An attribution model defines how credit for a conversion is shared among the marketing touchpoints a customer interacted with before converting.

What is an attribution model?

Customers rarely convert after a single interaction. A B2B buyer might first see a LinkedIn ad, later find a blog post through search, return via a Google Ads click and finally fill in a form after typing in the URL. An attribution model defines how the credit for that conversion is shared among these touchpoints.

Common models:

  • Last click: all credit goes to the final click. Simple, but it undervalues channels that create demand early on.
  • First click: all credit goes to the first interaction.
  • Rule-based models such as linear, time decay or position-based split credit according to fixed rules.
  • Data-driven attribution: credit is assigned with machine learning, based on how touchpoints actually contribute to conversions in your account.
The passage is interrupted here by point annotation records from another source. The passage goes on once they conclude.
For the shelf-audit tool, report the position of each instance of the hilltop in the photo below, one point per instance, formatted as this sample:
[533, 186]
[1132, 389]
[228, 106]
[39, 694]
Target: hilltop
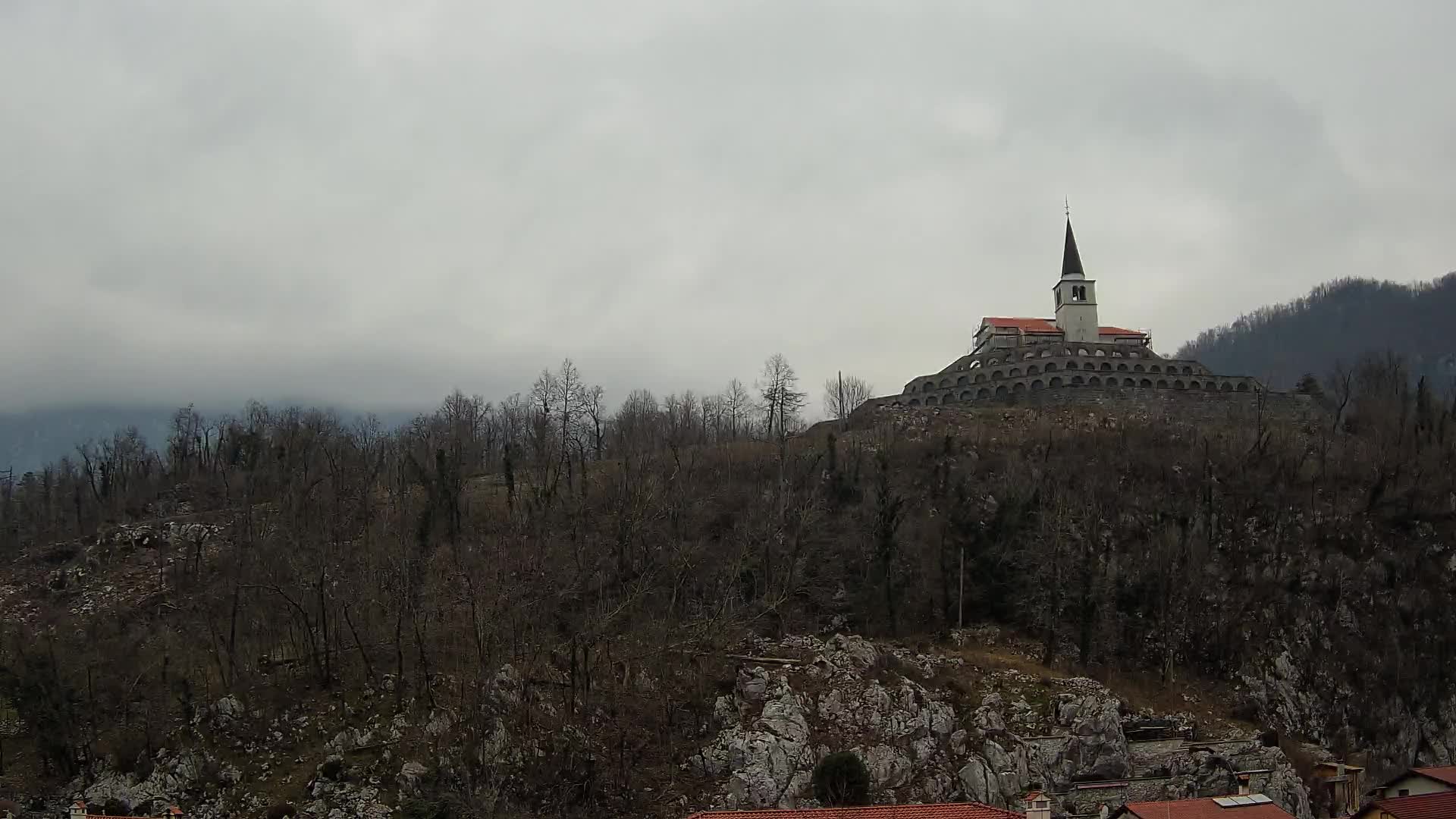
[1334, 325]
[495, 611]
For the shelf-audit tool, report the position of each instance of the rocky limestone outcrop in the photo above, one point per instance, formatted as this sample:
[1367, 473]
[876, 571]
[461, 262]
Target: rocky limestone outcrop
[919, 748]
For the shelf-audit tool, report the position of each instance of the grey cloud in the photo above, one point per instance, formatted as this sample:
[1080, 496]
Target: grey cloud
[378, 203]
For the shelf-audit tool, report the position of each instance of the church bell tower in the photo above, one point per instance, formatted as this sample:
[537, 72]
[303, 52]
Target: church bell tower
[1076, 297]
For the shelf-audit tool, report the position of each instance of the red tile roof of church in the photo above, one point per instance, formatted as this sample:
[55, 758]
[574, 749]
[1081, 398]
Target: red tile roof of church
[1049, 325]
[1022, 324]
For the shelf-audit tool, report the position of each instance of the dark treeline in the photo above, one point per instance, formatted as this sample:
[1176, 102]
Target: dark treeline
[1335, 322]
[584, 548]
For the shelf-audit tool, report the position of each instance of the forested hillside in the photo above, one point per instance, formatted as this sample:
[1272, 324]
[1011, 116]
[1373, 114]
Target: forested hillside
[1335, 324]
[528, 604]
[34, 438]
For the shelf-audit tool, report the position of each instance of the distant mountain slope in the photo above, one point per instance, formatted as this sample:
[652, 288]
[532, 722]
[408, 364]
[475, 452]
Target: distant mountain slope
[1338, 321]
[36, 438]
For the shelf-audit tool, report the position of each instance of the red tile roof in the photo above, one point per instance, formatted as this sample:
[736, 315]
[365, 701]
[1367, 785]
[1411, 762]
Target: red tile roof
[946, 811]
[1445, 773]
[1204, 809]
[1426, 806]
[1025, 325]
[1047, 325]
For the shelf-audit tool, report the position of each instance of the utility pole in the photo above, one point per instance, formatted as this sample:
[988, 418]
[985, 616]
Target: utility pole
[960, 602]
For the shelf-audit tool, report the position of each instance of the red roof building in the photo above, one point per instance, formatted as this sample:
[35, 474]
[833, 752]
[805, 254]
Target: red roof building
[1420, 781]
[1443, 774]
[1426, 806]
[946, 811]
[79, 811]
[1212, 808]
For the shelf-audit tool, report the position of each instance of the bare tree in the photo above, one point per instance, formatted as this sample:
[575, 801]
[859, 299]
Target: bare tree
[781, 400]
[737, 404]
[845, 394]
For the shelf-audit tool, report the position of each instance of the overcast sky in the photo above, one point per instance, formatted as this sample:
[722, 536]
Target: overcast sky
[375, 203]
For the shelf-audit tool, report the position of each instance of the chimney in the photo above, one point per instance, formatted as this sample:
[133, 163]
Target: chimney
[1038, 805]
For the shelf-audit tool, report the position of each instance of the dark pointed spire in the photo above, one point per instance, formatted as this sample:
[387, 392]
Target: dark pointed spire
[1071, 260]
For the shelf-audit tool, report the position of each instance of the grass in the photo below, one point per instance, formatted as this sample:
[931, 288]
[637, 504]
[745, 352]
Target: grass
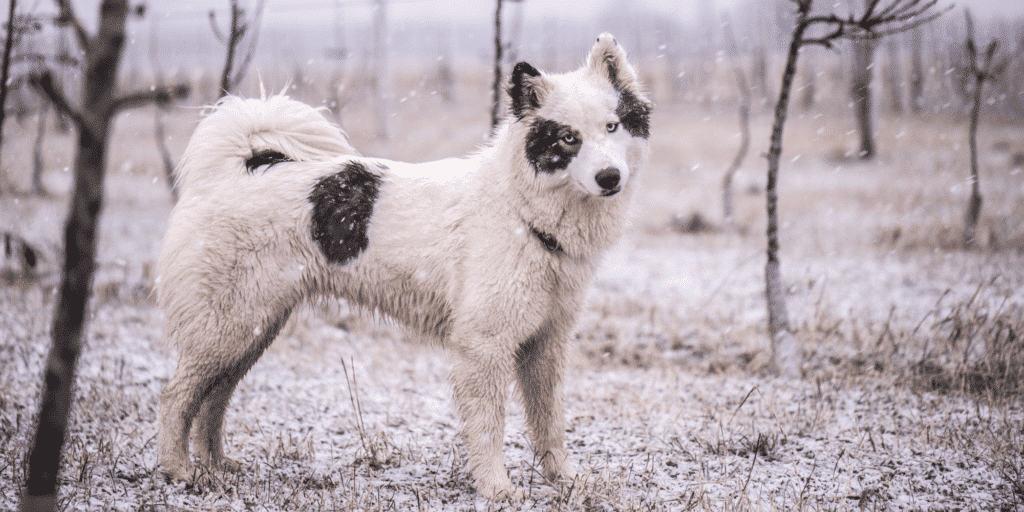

In Google Analytics 4 and Google Ads, data-driven attribution is now the default, and Google has retired most rule-based models; last click remains available for comparison.

Attribution has clear limits: it only sees tracked, consented interactions (Consent Mode), struggles with cross-device journeys and offline touchpoints such as sales calls or trade fairs, and each platform tends to claim credit for itself. That is why many companies complement it with CRM data, incrementality tests or marketing mix modelling.

For international reporting, compare markets with the same model and settings: journey lengths and channel roles often differ by country, and inconsistent attribution leads to wrong budget decisions – for example cutting channels that drive awareness in a new market.